The Customs Act applies to all goods imported from the UK to Singapore. Imported goods are subject to the goods and services tax (which stands at 7%), as well as duty payment, and businesses must obtain a customs permit for this.

There are numerous types of customs permit and a full list is provided by the Singapore Customs authority. Common errors made by businesses importing goods to Singapore include:

  • Incorrect declarations on the value of goods being imported
  • Failure to produce trade documents
  • Failure to declare the goods being imported
  • Lack of licence or customs permit for customs clearance

UK exports to Singapore

The city-state of Singapore is small in size but very wealthy, providing many opportunities to do business. It is the location where the main east and west shipping lanes meet, opening up both networks and providing an appealing base for many global businesses.

According to the UK government, more than 1,000 British companies have a presence in Singapore, benefitting from factors such as the common language and strong shared history, the free flow of goods, similar business practices and its proximity to the major Asia Pacific economies.

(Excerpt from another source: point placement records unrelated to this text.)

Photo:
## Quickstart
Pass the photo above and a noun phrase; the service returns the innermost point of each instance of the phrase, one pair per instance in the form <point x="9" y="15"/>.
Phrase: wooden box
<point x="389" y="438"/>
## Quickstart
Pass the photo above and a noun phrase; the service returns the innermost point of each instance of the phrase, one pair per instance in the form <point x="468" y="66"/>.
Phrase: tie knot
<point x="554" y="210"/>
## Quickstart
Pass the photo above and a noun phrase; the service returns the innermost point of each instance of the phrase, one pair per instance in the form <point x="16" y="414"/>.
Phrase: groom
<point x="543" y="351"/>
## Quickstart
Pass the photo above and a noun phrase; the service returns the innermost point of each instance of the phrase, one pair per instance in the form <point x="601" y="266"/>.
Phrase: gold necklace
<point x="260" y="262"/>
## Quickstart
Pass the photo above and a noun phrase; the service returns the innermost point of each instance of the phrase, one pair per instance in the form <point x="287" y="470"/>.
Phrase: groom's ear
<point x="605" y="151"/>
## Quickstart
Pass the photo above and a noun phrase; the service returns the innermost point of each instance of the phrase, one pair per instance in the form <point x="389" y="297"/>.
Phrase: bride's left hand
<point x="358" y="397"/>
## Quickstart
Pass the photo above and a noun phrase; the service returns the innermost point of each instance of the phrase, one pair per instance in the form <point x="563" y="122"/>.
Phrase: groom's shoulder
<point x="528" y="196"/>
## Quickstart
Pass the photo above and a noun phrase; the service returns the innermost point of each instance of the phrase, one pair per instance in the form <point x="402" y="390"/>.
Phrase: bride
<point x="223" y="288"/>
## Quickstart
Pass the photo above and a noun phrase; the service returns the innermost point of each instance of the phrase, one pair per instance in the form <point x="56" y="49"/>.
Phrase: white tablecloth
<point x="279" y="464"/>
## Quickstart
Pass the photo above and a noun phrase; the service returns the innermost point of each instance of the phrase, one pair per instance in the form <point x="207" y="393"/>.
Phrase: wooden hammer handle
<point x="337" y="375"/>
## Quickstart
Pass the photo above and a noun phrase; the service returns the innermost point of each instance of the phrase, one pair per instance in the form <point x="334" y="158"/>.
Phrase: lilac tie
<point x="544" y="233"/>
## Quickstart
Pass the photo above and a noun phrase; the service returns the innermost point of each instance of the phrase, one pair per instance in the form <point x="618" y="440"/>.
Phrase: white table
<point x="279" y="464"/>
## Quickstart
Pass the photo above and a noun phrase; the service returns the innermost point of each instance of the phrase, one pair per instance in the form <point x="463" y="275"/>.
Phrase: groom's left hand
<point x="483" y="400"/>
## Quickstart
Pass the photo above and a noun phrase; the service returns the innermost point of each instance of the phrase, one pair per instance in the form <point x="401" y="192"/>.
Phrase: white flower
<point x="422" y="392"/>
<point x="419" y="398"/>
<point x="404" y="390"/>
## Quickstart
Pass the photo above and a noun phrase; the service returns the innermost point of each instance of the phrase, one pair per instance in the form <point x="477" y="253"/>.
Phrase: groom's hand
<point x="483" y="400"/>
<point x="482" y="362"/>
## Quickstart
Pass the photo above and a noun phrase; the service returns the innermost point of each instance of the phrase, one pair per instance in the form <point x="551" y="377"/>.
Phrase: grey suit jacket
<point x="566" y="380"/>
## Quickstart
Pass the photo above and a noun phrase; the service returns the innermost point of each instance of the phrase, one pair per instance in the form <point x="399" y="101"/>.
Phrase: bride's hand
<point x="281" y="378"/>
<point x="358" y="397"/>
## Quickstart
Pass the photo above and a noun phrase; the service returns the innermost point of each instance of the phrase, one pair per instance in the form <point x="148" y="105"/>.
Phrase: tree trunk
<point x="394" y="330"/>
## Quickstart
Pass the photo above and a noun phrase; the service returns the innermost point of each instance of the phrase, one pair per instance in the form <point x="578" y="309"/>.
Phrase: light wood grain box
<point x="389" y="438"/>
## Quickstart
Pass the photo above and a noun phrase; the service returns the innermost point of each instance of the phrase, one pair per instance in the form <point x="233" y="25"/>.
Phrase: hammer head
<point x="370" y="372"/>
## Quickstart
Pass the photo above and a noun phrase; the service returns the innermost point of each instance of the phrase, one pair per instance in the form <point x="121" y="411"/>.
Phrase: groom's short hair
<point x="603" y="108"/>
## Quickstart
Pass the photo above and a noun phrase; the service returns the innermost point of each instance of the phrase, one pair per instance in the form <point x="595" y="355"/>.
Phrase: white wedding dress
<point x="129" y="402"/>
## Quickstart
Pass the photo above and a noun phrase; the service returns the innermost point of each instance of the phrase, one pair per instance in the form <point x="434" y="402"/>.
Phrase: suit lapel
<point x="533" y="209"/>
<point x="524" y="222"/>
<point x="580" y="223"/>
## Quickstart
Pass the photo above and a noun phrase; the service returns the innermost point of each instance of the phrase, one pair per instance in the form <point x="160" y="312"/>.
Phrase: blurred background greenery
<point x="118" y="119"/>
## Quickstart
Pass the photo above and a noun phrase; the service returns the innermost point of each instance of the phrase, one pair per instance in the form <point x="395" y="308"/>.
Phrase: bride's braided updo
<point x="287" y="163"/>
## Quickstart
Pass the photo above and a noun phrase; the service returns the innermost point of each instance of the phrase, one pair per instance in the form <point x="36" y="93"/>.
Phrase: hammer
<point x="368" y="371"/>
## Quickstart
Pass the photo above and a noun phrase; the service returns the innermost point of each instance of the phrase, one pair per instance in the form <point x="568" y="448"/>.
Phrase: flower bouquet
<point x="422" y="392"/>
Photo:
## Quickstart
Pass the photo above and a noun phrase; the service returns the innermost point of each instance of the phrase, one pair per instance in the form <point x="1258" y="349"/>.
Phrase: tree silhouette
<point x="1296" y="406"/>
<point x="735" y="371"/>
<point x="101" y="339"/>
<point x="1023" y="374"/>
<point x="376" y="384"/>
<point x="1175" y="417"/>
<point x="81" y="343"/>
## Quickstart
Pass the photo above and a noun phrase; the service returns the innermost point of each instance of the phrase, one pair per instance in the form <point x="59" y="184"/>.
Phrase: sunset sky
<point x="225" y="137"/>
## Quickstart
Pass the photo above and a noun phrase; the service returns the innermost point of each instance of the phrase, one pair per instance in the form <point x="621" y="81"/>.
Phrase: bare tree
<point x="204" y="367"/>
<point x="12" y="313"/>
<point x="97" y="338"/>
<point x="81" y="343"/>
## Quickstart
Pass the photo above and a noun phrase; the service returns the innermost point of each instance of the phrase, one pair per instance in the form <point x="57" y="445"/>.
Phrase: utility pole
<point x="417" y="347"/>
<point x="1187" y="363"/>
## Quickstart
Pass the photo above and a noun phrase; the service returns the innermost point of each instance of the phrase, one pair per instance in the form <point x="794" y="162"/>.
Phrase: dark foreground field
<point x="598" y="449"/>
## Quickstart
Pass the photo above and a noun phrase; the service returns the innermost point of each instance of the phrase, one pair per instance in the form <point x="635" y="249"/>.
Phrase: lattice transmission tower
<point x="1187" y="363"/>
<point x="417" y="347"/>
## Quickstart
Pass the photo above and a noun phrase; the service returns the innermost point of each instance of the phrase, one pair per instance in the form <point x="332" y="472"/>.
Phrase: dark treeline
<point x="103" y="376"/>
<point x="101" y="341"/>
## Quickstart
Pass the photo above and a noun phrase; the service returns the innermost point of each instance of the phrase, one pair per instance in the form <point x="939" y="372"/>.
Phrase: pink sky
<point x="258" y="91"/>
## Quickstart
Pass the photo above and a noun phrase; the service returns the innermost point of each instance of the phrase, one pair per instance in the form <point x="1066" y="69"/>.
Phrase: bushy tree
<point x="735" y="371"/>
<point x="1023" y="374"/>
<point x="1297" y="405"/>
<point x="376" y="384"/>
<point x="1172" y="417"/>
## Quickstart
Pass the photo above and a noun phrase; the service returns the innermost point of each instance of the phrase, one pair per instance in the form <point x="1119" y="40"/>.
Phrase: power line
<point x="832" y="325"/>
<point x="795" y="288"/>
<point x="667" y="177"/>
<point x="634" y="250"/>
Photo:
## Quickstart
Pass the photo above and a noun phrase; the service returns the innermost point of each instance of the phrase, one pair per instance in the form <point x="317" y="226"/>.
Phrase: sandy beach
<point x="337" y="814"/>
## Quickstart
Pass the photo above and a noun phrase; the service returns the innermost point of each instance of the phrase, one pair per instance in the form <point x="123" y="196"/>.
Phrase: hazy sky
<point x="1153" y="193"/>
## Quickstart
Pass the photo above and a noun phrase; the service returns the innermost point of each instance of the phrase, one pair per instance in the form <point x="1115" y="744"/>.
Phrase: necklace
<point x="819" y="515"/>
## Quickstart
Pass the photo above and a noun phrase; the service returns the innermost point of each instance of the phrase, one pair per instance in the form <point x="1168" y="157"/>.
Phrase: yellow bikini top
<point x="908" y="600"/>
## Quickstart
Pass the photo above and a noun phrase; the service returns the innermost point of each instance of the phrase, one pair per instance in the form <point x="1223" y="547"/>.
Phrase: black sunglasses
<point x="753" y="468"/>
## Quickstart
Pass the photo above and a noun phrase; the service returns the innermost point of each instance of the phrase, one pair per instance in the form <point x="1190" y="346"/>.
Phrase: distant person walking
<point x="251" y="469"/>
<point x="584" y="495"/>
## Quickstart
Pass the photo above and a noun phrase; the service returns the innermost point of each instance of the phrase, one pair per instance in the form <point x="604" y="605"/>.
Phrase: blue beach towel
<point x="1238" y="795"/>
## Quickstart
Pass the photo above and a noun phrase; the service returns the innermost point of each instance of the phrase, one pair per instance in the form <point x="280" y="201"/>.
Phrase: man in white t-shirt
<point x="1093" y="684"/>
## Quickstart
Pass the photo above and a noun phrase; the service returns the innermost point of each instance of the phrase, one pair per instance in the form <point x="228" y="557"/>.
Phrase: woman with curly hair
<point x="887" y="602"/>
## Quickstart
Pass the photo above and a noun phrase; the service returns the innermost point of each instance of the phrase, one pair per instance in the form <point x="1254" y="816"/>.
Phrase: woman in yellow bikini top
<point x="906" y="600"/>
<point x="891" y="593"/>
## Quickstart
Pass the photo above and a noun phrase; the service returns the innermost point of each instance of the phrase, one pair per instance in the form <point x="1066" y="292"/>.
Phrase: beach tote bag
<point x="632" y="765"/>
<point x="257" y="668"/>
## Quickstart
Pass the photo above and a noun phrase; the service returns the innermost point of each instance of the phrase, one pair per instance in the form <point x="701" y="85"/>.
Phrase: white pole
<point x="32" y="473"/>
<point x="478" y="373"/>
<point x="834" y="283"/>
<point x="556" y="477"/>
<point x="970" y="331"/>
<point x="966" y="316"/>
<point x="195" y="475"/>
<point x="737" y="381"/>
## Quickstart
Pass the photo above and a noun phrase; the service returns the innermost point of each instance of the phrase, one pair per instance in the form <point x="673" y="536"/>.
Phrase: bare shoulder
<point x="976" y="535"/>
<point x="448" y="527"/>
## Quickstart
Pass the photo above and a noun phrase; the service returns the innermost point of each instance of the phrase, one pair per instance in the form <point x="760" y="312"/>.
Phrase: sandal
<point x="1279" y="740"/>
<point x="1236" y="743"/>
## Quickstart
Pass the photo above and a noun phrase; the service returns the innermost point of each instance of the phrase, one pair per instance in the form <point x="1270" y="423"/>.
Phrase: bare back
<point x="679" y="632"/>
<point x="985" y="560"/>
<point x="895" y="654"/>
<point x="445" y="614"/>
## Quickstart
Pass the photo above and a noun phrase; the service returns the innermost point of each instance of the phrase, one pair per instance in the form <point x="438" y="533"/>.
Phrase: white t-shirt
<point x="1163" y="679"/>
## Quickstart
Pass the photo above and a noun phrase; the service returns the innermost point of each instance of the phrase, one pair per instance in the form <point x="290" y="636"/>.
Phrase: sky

The top 10 exports from UK to Singapore are:

  • Business services
  • Chemicals
  • Financial and insurance services
  • Food and beverages
  • Intellectual property
  • Machinery and transport equipment
  • Manufactured goods
  • Miscellaneous manufactured articles
  • Transport services
  • Travel services

general advice for

shipping around the world

When shipping overseas it is important to look into the specific rules regarding the item(s) you are sending and the rules according to the precise country you are exporting to, but the below advice should be considered as a starting point.

Consult the carrier

Every shipping carrier has its own rules around what can and cannot be shipped to each country of the world. As these rules vary between each provider, and are frequently updated, it is important to check with the particular carrier you are using at that point in time to ensure you do not break any rules. Failure to comply with the guidance given could result in delays to your shipment, fines or the shipment being destroyed, so it is a costly error that you must aim to avoid. The World Options platform gives you access to multiple carriers who will ship all around the globe and every single one has its own unique set of rules which your account manager can explain in full.

Pick the right packaging

Regardless of where you are shipping to, you want your item(s) to arrive in perfect condition, just as the recipient expects. The nature of the packaging will depend on the contents, but it may also need to be adapted according to which country you are shipping to. Again, check the rules set out by the carrier you are using for that particular destination to ensure your choice of packaging is compliant. Some considerations to bear in mind when choosing your packaging include:

  • Check the weight, size, value, fragility and shape of the goods; these elements will dictate the type of packaging the parcel requires
  • What is the final use of the shipment? If you are shipping direct to customers your inner packaging must be in excellent condition for this; if the item is going to a retailer it has to be retail-ready and free from markings
  • The six centimetre rule: ensure that there is a minimum of 6 cm distance from the walls of the box to the contents of the box
  • Avoid empty space within the box and fill this with appropriate internal packaging, such as bubble wrap, foam, crumpled paper, corrugated cardboard or air bags

For more comprehensive guidance on your packaging, consult our free shipping guide which is available to download via this link.

Documentation

A common cause of delays with international shipments occurs at customs as a result of the wrong - or no - documentation being attached to the products. The nature of this paperwork varies according to the destination, carrier and contents, so it is crucial to check the individual rules around this that apply to every shipment you send. Typically, you will be required to provide paperwork that demonstrates you have dealt with taxes, customs fees and tariffs.